Art Carden writing in Forbes (May 13 2011) magazine expresses the answer to this question – such a critical question in N.Z. right now – very well:
Someone once asked me why economists care so much about the minimum wage. It reduces employment for the poor, to be sure, but the efficiency effects are probably pretty small compared to the effects of other policies. So why do economists care so much about the minimum wage when there are other policies that inflict greater damage?
It’s a good question, and an important one. The welfare loss might be small–though this is itself debatable–but the relevance of economic thinking is what is important. Beyond its consequences for the poor, I care about the minimum wage because it brings into high relief the fundamental differences between the anti-economic way of thinking and the economic way of thinking.

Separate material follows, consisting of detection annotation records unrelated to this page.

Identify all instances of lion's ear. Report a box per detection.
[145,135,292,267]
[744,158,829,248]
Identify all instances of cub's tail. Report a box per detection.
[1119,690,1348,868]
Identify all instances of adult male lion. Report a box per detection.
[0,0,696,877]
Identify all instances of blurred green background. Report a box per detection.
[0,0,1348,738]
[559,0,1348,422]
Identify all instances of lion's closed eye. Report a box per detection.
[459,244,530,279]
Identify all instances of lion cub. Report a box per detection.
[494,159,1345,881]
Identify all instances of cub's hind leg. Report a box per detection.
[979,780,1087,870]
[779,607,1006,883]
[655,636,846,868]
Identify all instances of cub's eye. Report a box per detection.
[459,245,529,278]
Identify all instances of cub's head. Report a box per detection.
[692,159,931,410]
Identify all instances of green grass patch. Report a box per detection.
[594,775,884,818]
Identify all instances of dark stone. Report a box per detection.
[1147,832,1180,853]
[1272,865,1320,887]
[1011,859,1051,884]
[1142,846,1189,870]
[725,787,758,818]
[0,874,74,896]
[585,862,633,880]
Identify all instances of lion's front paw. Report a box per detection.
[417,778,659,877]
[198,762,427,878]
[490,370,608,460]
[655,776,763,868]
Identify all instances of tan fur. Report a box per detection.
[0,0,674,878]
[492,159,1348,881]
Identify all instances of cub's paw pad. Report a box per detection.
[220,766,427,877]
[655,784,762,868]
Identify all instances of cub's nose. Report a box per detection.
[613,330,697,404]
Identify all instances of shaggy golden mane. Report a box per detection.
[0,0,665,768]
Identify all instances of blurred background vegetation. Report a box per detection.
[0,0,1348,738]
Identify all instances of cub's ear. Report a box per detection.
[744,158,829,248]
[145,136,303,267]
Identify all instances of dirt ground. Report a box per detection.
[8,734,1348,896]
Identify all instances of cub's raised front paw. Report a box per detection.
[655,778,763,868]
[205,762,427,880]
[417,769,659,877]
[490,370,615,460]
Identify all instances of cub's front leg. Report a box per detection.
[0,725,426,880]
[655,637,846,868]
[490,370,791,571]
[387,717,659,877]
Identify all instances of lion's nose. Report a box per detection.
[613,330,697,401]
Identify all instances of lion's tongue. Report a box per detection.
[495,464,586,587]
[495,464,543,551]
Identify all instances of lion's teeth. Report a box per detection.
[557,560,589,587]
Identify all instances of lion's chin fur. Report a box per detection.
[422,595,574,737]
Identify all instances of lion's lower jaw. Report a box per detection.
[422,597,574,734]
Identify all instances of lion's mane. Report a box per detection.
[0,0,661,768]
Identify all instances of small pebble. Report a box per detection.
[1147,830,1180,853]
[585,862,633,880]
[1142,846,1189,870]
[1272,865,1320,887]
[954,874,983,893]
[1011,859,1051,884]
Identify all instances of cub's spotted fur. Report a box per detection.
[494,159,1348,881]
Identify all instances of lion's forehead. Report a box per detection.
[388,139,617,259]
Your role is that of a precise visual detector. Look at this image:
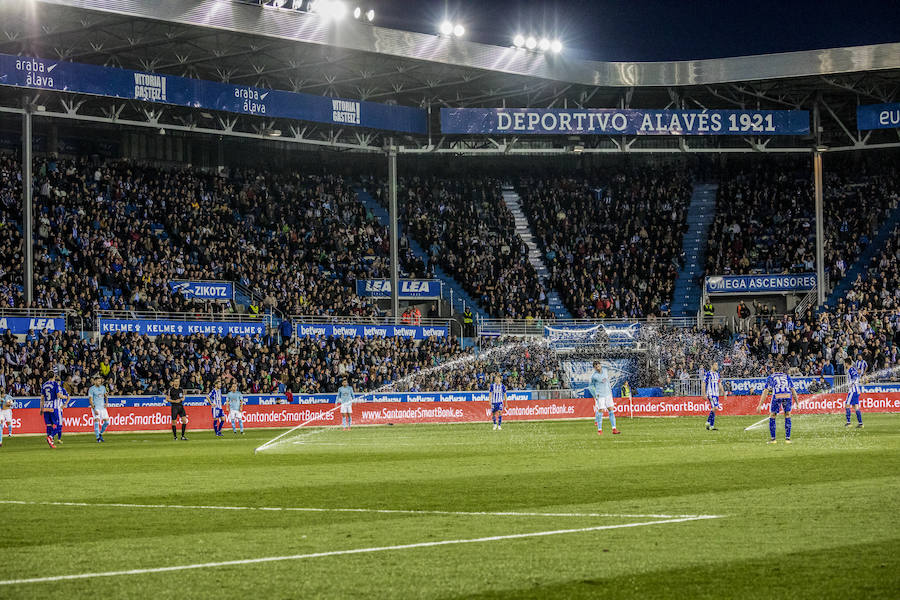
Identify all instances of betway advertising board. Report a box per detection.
[13,392,900,433]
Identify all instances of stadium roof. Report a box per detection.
[0,0,900,154]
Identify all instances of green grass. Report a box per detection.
[0,415,900,600]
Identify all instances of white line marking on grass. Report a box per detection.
[0,515,719,585]
[0,500,722,519]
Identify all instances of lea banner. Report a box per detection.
[13,392,900,434]
[441,108,809,135]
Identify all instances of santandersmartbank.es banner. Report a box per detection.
[356,279,441,299]
[0,54,426,133]
[0,317,66,334]
[297,323,447,340]
[706,273,816,294]
[856,102,900,130]
[99,318,266,335]
[169,281,234,300]
[441,108,809,135]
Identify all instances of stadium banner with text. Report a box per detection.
[297,323,448,340]
[169,281,234,300]
[13,393,900,434]
[0,317,66,334]
[856,102,900,131]
[356,279,441,300]
[706,273,816,294]
[98,317,266,335]
[0,54,427,134]
[441,108,809,135]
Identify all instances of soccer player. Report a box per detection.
[166,376,188,442]
[226,382,244,435]
[844,358,865,429]
[700,363,722,431]
[337,377,353,431]
[206,379,225,437]
[756,372,799,444]
[588,360,619,435]
[88,375,109,443]
[488,373,506,431]
[41,371,62,448]
[0,386,13,446]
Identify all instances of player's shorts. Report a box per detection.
[594,396,616,411]
[769,396,794,415]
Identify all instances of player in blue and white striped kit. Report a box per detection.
[844,358,865,429]
[206,379,225,437]
[756,372,799,444]
[41,371,65,448]
[488,373,506,431]
[701,363,722,431]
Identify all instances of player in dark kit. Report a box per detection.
[166,377,187,441]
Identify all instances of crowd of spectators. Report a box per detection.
[706,163,900,292]
[376,178,552,319]
[0,331,560,396]
[519,167,691,318]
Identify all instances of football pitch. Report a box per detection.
[0,414,900,599]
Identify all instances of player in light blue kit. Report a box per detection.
[337,378,353,431]
[225,382,244,435]
[588,360,619,435]
[844,358,867,429]
[88,375,109,443]
[700,363,723,431]
[488,373,506,431]
[206,379,225,437]
[756,373,799,444]
[41,371,65,448]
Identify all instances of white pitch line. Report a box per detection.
[0,515,719,585]
[0,500,722,519]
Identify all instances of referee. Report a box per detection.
[166,377,187,441]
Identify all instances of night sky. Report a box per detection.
[370,0,900,61]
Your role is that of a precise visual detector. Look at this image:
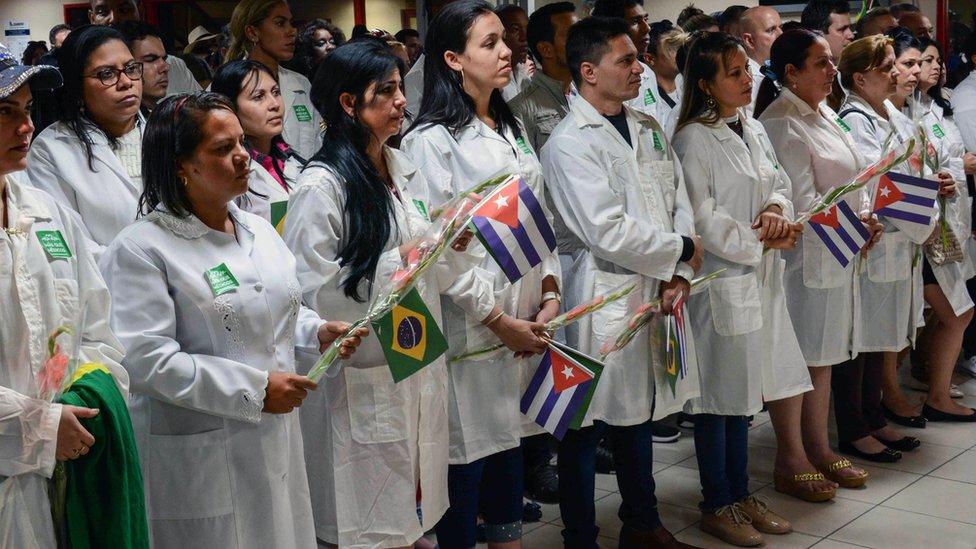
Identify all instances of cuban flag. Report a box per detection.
[874,172,939,226]
[810,200,871,268]
[471,175,556,283]
[520,342,603,440]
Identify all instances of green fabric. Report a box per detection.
[61,369,149,549]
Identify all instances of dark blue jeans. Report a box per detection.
[559,421,661,549]
[436,447,523,549]
[695,414,749,513]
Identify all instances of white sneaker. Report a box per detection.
[956,355,976,377]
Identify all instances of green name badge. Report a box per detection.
[35,231,71,259]
[292,105,312,122]
[644,88,657,105]
[515,137,532,155]
[203,263,240,297]
[413,198,430,221]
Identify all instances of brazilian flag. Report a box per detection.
[271,200,288,235]
[372,289,447,383]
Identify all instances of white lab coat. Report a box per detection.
[840,96,932,352]
[27,122,142,260]
[950,71,976,152]
[0,175,129,549]
[759,88,868,366]
[99,203,323,549]
[542,95,699,426]
[278,66,322,158]
[898,95,973,316]
[403,53,427,119]
[401,118,560,464]
[166,55,203,96]
[235,156,302,226]
[284,148,468,548]
[627,61,683,139]
[674,115,813,416]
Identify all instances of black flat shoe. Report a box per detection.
[874,436,922,452]
[881,404,926,429]
[838,442,901,463]
[922,404,976,423]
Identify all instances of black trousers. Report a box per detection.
[830,353,887,442]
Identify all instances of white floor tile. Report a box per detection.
[843,444,963,475]
[884,477,976,524]
[744,486,871,537]
[830,507,976,549]
[675,524,820,549]
[837,464,922,503]
[931,450,976,484]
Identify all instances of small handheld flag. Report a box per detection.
[372,289,447,383]
[810,200,871,267]
[520,341,603,440]
[873,172,939,225]
[471,175,556,283]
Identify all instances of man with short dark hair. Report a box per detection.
[898,11,935,40]
[495,4,535,101]
[800,0,854,58]
[88,0,201,95]
[115,21,169,117]
[856,7,898,38]
[393,29,424,68]
[739,6,783,115]
[540,15,701,548]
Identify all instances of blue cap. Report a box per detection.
[0,44,63,99]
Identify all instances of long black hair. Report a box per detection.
[918,38,952,116]
[309,40,406,302]
[406,0,522,137]
[55,25,132,171]
[677,32,745,128]
[753,28,823,118]
[139,92,234,217]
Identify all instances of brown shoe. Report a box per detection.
[698,503,765,547]
[739,496,793,534]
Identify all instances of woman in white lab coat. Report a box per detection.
[0,54,128,548]
[674,33,813,543]
[402,1,560,547]
[226,0,322,158]
[99,92,358,549]
[284,40,476,547]
[755,29,877,494]
[831,35,932,462]
[27,25,144,258]
[210,59,305,227]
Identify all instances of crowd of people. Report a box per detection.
[0,0,976,549]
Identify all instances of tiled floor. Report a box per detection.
[523,380,976,549]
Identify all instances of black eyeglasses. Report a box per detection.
[85,61,143,88]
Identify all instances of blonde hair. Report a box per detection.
[224,0,287,63]
[827,34,894,110]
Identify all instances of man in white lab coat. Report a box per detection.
[739,6,783,116]
[541,17,702,547]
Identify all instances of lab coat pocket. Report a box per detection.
[800,229,851,289]
[54,278,79,325]
[343,366,407,444]
[868,232,912,282]
[708,273,763,336]
[590,271,643,343]
[146,429,234,520]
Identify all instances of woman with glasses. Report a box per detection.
[27,25,145,257]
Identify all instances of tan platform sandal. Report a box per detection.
[823,459,870,488]
[773,472,837,503]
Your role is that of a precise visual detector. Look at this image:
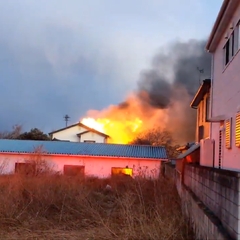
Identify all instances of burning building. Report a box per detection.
[81,40,211,144]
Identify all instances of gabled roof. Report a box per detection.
[0,139,167,160]
[77,128,109,137]
[206,0,239,52]
[190,79,211,108]
[49,122,109,138]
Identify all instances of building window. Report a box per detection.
[223,22,240,66]
[205,96,210,122]
[198,107,201,125]
[63,165,85,177]
[112,167,132,176]
[235,112,240,147]
[15,163,36,175]
[225,118,232,149]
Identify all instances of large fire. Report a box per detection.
[81,95,166,144]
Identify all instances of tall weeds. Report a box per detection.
[0,174,193,240]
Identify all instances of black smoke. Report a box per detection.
[137,40,211,142]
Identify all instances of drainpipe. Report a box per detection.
[210,53,215,168]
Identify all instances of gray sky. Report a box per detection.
[0,0,222,132]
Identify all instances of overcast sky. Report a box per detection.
[0,0,222,132]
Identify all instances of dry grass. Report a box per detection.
[0,175,194,240]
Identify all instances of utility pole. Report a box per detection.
[197,67,204,86]
[63,114,70,127]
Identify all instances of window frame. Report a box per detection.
[63,164,85,177]
[235,111,240,148]
[225,118,232,149]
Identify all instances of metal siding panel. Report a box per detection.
[0,139,167,159]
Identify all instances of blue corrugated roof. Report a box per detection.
[0,139,167,159]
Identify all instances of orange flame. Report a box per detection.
[81,95,166,144]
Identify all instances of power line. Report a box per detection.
[63,114,70,127]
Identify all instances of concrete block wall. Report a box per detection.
[163,163,176,180]
[181,187,231,240]
[184,164,240,239]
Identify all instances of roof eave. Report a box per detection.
[206,0,230,52]
[206,0,239,53]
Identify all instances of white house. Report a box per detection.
[49,122,109,143]
[0,140,167,178]
[200,0,240,171]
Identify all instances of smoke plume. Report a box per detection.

The anti-economic way of thinking sees the minimum wage as a policy whereby those endowed with Goodness and Mercy redistribute possibly ill-gotten wealth from the rich to the poor and protect the weak from exploitation. According to this view, the only reasons to oppose the minimum wage are ideology and sheer meanness. Just as the only reason someone could possibly oppose a war is because he or she hates America, the only reason someone could possibly oppose the minimum wage is that he or she hates poor people. Or so some might think. The economic way of thinking sees the minimum wage as exactly what it is: interference that destroys wealth, encourages wasteful rent seeking, and hurts exactly the people it is alleged to help.
The “anti-economic way of thinking sometimes seems to thrive in N.Z….. and we all suffer when it does (thanks to NZBR for the alert).